Un peu troublée, je dévisageai le deuxième gardien. Un lapin, d’après ses grandes oreilles et sa queue en pompon. Sauf que le lapin en question abhorrait une montre à la place du cœur et qu’il possédait des sabots en guise de pattes arrières.

Je poussai un soupir, créant un petit nuage de vapeur blanche qui se dissipa presque aussitôt, comme un spectre s’efface à l’approche de l’aube.

Les murs du labyrinthe étaient une haie d’if épaisse et haute de plus de cinq mètres, avec en son centre des rosiers et des ronces, tel un cœur épineux et inaccessible. Personne ne savait qui au juste l’avait construit, mais il avait toujours fait partie du patrimoine des Winters, au même titre que le manoir d’ailleurs. Je devrai dire que j’en avais l’habitude : la grande majorité de mes ancêtres avaient des idées assez originales, extravagantes ou complètement excentriques. Le quart avait fini à l’asile. Heureusement pour moi, il s’agissait de parents de la branche secondaire, dont la plupart ne vivait même plus en Angleterre. Cela n’avait donc pas réellement porté atteinte à l’honneur de la famille.

Ma mère avait été ravie de découvrir le dédale végétal. Mon père l’y emmenait souvent. Le labyrinthe semblait bien entretenu, pas une touffe ne sortait du rang, pas un brin d’herbe entre les pierres des allées, pas une fissure sur les gargouilles ou la voûte, et pourtant je n’avais jamais ni vu ni entendu parler d’un jardinier qui viendrait s’en occuper.

Mon paternel, lord William Henry John Winter, m’affirmait qu’il était magique.

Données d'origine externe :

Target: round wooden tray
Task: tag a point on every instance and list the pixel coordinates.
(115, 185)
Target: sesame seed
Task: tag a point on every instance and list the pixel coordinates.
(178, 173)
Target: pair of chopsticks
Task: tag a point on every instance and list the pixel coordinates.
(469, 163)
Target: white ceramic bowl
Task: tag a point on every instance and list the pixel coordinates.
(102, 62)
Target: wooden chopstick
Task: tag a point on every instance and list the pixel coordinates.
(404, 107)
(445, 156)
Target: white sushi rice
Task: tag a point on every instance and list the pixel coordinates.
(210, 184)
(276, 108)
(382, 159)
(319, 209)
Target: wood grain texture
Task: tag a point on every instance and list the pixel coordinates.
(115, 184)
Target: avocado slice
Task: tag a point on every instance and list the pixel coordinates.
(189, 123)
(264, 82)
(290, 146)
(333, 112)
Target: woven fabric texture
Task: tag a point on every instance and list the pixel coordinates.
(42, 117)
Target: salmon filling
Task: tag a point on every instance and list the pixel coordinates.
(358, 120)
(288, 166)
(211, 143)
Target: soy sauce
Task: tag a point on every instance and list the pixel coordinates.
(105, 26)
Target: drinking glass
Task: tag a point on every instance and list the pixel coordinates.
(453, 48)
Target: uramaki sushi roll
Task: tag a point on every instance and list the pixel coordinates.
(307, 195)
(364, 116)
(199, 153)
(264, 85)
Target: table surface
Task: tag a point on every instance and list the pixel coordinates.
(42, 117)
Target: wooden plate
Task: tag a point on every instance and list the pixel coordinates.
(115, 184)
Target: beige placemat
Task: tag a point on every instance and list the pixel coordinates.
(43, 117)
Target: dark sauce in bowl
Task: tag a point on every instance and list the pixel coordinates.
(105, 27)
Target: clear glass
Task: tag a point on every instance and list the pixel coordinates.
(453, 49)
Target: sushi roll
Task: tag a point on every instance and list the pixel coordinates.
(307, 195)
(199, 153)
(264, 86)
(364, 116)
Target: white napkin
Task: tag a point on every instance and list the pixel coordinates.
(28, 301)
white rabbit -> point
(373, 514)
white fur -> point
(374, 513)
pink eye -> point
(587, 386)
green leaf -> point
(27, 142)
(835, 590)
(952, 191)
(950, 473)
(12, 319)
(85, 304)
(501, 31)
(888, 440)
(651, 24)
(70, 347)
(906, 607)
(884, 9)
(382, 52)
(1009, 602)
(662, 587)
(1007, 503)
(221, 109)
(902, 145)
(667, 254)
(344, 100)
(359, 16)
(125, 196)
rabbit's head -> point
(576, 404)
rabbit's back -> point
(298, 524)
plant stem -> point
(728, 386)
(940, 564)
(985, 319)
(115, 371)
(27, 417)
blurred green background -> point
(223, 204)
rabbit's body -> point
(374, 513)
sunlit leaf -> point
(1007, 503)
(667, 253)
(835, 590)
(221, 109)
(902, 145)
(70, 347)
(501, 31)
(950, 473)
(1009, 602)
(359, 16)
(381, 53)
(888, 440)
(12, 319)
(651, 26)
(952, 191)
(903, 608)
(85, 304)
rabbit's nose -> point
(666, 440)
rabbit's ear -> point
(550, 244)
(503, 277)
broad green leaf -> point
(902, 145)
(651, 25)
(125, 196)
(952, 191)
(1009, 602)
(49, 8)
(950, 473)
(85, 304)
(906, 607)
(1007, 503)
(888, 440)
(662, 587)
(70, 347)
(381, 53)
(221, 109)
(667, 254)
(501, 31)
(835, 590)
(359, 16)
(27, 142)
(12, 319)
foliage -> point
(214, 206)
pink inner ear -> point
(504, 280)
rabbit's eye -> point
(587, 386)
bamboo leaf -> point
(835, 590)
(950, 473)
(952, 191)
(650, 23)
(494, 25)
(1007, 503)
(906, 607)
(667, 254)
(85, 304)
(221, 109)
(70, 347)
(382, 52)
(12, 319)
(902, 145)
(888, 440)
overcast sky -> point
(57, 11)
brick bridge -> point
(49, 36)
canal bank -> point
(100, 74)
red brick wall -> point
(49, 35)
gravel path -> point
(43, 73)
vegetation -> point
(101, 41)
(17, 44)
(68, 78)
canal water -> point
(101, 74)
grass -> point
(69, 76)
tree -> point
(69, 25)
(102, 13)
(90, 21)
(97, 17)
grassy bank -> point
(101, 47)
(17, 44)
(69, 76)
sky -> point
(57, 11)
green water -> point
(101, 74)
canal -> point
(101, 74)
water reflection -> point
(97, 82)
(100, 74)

Je l’avais souvent supplié de me le faire visiter, comme il le faisait avec maman.

Il avait toujours refusé. Selon lui « toutes les magies n’étaient pas bienveillantes et une petite fille ne devait pas s’exposer aux ténèbres ».

Mais je n’étais plus une petite fille.

Je fixai les méandres brumeux du labyrinthe. Je ne m’y étais jamais risquée, même après la mort de mes parents. Cependant, aujourd’hui…

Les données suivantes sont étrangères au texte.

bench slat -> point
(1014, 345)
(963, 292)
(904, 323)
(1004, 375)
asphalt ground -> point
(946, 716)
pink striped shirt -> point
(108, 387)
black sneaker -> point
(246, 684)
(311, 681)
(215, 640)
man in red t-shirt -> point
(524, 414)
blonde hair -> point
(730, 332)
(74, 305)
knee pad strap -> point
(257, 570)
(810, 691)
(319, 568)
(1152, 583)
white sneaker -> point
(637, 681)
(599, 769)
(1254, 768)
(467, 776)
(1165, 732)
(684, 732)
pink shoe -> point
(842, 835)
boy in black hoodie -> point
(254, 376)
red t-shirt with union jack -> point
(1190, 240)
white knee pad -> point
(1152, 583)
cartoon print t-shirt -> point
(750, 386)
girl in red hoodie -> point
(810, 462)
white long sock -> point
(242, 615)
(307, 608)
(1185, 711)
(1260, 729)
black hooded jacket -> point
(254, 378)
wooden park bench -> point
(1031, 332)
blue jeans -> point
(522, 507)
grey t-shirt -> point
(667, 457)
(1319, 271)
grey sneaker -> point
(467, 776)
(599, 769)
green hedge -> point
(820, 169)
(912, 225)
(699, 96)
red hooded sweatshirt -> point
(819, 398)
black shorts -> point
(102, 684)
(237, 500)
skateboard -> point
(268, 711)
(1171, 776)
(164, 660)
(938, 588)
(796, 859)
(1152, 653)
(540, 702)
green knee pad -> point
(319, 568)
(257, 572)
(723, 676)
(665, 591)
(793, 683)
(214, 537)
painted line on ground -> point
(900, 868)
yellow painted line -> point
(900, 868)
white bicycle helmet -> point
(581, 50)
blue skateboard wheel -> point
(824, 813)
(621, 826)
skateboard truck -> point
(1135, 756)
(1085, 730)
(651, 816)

Un « dong » grave retentit, résonnant dans l’air nocturne.

Puis un autre lui fit écho, et encore un autre. En tout neuf coups sonnèrent.

Big Ben venait d’annoncer vingt et une heures.

Miss Grendwil devait commencer à s’impatienter, voir à s’inquiéter.

Je devrai retourner auprès de mes convives. Après tout, ils avaient répondus à mon invitation, la moindre des courtoisies serait d’être présente, même si je me faisais plus l’effet d’une poupée obsolète que d’une aristocrate en bonne et du forme. Néanmoins… je me trouvais devant le labyrinthe, l’unique endroit du manoir qui m’avait toujours été interdit…

Pourquoi ne pas y jeter un rapide coup d’œil ? La fête pouvait bien attendre quelques minutes de plus, non ?

Au moment où je m’apprêtais franchir le seuil du dédale, une violente bourrasque me percuta de plein fouet.

Et, derrière le sifflement du vent, je crus entendre un murmure ténu.

Une voix étrangement familière et en même temps totalement étrangère.

Le chuchotement se tut, et le vent retomba.

Je n’avais pu saisir qu’un seul mot.

Un nom.

Le mien.

La voix avait dit « Alice » très clairement.

Peut-être même le répétait-elle en boucle.

Le brouillard s’était épaissi à l’intérieur du labyrinthe : alors même que j’étais juste en dessous, je ne distinguais que difficilement le A et le C de l’arche.

Je déglutis et fis la première chose intelligente de cette soirée : je pris mes jambes à mon cou et fuis le jardin sans un regard en arrière.